The key findings per city were:
- Dudley is the most anxious city in the UK (during lockdown, 40% felt anxious every day & 40% felt anxious several times a week).
- Kingston upon Hull is the more stressed city in the UK (29% felt stressed every day).
- Dudley is the most depressed city in the UK (40% felt depressed every day).
- Walsall is the most scared city in the UK (28% felt scared every day).
- Newport is the most worried city in the UK (37% felt worried every day).
- Warrington is the loneliest city in the UK (26% felt lonely every day).
- 77% of people from St Albans worried about their own health during lockdown. This is the highest percentage by city in the UK.
- 80% of people from St Albans worried about someone else’s health during lockdown. This is the highest percentage by city in the UK, shortly followed by Chelmsford with 80%.
- 57% of people from Carlisle ate more takeaways during lockdown. This is the highest in the UK.
- 55% of people from Durham drank more alcohol. This is the highest in the UK.
- 57% of people from Newcastle gained weight. This is the highest in the UK.
- 46% of people from Derry lost weight. This is the highest in the UK.

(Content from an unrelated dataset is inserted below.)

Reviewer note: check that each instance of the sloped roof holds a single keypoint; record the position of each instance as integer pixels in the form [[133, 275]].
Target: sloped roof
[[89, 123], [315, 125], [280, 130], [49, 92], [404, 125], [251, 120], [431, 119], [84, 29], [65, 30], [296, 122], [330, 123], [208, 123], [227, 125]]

- 17% of people from York started to exercise for the first time. This is the highest in the UK.
So, how has the COVID-19 pandemic impacted our mental health and lifestyles?
Overall, the findings from our survey paint a mostly negative picture of the impact the Covid-19 lockdown has had on the UK’s mental health and lifestyle behaviours. There has been a significant increase in unhealthy behaviours such as takeaway consumption, unhealthy snack consumption, alcohol consumption and home baking. In addition, there has been a marked decrease in general sleep quality. The consequence of this is weight gain and poor mental health.
It would be wrong to say that an unhealthy lifestyle is the only reason for an increase in the UK’s mental health issues, we are of course in the middle of a pandemic. That said, our findings reveal how unhealthy behaviour contributes to a decline in mental health; both feed the other and create a spiral effect that can be hard to overcome.
On the bright side, the survey results show that there have been some positive green shoots to come out of the lockdown, especially in terms of exercise uptake. 18-24 year olds are getting more sleep and feeling less anxious, and areas with high numbers of elderly people are doing more exercise.
The UK, like the rest of the world, has experienced major behavioural changes over the past few months and it’s unsurprising that there has been a knock-on effect of unhealthy choices contributing to a decline in mental health. That said, there is hope. Our findings reveal areas and behaviours that need focus and improvement across society, in terms of mental and physical health. If we can make these a priority going forward, there will be a noticeable improvement and a healthier society.